The median income for a household in the hamlet was $66,311, and the median income for a family was $70,179. Males had a median income of $53,542 versus $27,266 for females. The per capita income for the CDP was $25,363. About 1.7% of families and 1.0% of the population were below the poverty line, including none of those under age 18 and 6.3% of those age 65 or over.
==Characteristics==
The heart of the community is the more heavily settled area by the intersection of Clarence Center and Goodrich Roads. This location is sometimes referred to as "the four corners" or merely "the corners". There is a business on each corner, currently a coffee shop, a bank, a day care center, and a small cluster of gift shops.

Although Clarence Center occupies most of the northern part of the town, the population is less than the part of the town that is called Clarence.

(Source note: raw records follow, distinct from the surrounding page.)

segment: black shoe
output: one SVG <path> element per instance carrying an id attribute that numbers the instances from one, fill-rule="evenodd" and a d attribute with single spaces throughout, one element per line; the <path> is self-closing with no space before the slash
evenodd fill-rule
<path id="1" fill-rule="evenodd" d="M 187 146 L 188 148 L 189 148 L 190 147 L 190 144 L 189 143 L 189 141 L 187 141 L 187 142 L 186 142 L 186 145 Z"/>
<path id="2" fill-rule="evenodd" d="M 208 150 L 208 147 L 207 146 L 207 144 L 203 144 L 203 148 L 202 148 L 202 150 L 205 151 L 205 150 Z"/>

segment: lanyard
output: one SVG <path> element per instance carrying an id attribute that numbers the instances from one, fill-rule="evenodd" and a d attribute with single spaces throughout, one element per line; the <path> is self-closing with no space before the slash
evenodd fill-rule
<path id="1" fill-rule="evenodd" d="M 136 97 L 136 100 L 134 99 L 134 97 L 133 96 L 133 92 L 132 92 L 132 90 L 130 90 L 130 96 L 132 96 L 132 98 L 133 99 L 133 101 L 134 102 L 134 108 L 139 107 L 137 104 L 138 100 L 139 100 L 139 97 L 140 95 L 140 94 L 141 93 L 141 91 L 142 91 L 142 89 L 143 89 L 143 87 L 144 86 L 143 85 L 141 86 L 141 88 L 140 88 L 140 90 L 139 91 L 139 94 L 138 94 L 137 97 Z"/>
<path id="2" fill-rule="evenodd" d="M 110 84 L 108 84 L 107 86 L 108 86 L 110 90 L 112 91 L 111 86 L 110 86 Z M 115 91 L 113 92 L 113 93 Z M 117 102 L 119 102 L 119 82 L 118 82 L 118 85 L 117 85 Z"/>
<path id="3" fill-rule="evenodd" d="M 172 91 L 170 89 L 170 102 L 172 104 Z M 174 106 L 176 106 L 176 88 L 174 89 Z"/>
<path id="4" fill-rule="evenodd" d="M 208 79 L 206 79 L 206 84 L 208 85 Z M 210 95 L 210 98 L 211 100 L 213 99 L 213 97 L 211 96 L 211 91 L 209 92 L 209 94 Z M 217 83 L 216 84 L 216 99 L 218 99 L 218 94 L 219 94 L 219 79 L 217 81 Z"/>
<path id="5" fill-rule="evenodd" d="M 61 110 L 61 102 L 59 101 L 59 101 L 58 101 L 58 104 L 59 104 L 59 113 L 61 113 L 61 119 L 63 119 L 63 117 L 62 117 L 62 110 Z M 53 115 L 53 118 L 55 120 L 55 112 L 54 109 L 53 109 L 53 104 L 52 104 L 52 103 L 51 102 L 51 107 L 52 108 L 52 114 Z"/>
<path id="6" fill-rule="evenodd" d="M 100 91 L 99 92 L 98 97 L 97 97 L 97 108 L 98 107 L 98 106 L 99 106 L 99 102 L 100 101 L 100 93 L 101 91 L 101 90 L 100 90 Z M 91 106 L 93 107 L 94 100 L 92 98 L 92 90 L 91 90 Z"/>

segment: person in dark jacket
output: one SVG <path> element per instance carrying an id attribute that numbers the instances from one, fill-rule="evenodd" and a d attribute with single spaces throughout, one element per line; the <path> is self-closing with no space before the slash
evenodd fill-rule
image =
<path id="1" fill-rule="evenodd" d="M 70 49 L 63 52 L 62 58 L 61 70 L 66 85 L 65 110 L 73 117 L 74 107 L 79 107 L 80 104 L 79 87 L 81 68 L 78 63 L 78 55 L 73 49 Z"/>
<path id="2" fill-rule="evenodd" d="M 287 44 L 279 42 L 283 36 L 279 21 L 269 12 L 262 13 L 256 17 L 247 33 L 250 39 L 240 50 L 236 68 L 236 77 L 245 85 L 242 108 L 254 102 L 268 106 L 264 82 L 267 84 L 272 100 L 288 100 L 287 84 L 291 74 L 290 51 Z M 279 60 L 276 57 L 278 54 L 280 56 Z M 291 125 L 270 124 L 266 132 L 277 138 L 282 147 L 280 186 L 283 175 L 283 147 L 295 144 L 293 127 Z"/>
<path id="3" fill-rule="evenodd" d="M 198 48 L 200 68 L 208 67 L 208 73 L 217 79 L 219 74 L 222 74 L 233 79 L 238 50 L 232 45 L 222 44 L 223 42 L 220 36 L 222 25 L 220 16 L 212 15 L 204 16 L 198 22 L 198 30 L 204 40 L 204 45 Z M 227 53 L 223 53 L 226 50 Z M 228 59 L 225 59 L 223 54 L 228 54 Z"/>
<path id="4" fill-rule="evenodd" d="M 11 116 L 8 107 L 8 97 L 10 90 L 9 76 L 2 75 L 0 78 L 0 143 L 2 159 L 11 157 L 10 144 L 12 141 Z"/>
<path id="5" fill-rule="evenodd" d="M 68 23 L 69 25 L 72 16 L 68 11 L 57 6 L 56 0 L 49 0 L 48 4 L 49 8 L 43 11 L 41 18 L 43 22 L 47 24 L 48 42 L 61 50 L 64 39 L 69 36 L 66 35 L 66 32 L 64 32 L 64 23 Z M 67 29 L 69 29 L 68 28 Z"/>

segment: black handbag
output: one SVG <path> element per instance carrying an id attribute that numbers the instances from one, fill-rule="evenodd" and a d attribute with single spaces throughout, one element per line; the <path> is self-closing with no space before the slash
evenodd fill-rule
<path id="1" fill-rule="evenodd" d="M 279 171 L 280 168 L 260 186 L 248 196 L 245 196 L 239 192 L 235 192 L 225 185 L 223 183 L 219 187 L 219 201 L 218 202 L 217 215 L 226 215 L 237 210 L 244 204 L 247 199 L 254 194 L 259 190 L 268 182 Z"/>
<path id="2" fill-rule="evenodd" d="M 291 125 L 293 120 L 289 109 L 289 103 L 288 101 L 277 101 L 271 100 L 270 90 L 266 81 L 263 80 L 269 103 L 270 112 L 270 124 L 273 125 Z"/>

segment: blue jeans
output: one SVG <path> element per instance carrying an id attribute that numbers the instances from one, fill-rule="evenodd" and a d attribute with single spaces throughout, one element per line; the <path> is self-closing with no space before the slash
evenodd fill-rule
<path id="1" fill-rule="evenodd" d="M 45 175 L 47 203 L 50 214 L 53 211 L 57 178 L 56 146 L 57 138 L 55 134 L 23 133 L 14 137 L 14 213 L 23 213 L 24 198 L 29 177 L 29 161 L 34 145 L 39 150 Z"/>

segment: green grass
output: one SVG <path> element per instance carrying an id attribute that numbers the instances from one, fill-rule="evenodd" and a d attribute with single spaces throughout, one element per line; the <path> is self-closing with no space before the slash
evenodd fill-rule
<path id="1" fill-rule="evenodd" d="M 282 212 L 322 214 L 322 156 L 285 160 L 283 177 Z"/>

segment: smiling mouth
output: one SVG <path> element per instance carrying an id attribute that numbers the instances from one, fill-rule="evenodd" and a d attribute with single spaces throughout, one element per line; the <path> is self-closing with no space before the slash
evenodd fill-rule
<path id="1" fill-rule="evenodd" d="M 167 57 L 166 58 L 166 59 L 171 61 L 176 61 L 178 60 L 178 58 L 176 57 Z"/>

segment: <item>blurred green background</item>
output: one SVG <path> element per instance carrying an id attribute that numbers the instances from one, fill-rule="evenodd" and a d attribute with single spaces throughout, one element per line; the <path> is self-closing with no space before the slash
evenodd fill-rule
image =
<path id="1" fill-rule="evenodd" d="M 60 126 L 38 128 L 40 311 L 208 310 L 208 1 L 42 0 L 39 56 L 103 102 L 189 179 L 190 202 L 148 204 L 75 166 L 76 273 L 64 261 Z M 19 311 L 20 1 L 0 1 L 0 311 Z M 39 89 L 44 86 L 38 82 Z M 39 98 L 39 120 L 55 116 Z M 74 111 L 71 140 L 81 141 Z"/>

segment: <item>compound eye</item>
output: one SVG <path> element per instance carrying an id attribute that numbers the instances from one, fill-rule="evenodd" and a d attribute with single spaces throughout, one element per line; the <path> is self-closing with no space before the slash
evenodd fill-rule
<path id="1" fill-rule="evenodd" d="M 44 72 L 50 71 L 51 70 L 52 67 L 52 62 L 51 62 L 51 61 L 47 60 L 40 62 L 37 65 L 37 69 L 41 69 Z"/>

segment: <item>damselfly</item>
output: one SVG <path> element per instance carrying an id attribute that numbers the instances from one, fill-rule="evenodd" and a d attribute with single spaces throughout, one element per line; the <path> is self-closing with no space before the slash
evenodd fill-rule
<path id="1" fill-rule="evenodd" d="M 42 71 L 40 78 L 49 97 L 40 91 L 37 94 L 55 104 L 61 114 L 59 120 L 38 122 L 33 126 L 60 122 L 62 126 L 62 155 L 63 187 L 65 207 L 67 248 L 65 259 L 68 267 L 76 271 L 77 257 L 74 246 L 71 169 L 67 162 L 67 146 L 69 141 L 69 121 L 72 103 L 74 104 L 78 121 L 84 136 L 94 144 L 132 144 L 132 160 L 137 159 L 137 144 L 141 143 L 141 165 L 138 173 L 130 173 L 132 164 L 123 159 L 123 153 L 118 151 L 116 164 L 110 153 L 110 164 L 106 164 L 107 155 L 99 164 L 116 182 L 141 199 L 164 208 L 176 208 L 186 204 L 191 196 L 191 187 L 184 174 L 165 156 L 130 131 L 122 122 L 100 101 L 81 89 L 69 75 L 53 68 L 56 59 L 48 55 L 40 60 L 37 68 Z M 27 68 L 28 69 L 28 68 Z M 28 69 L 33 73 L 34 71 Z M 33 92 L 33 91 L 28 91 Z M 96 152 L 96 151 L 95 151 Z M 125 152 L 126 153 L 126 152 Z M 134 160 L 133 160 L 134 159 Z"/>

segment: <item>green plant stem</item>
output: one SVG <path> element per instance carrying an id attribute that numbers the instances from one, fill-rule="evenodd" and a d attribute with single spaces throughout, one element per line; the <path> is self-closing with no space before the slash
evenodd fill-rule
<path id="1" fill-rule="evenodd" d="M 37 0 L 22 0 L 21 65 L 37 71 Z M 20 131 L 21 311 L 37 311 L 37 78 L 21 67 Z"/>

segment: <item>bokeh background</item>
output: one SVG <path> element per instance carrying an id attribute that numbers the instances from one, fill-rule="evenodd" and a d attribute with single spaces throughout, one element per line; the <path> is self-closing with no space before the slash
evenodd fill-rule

A hiking/biking trail connects Clarence Center to Akron, New York, to the east and to NY Route 78, Transit Road, to the west.

The J. Eshelman and Company Store at 6000 Goodrich Rd., was listed on the National Register of Historic Places in 1982.

==Education==
It is in the Clarence Central School District.

East of the four corners is the Clarence Center Elementary School, which serves most of the northern part of the town.

==Notable people==
- Dancer Neil Haskell is a Clarence Center native. He is an original cast member of the Broadway musical Hamilton: An American Musical.
- Retired National Hockey League player Marcel Dionne has a residence in Clarence Center.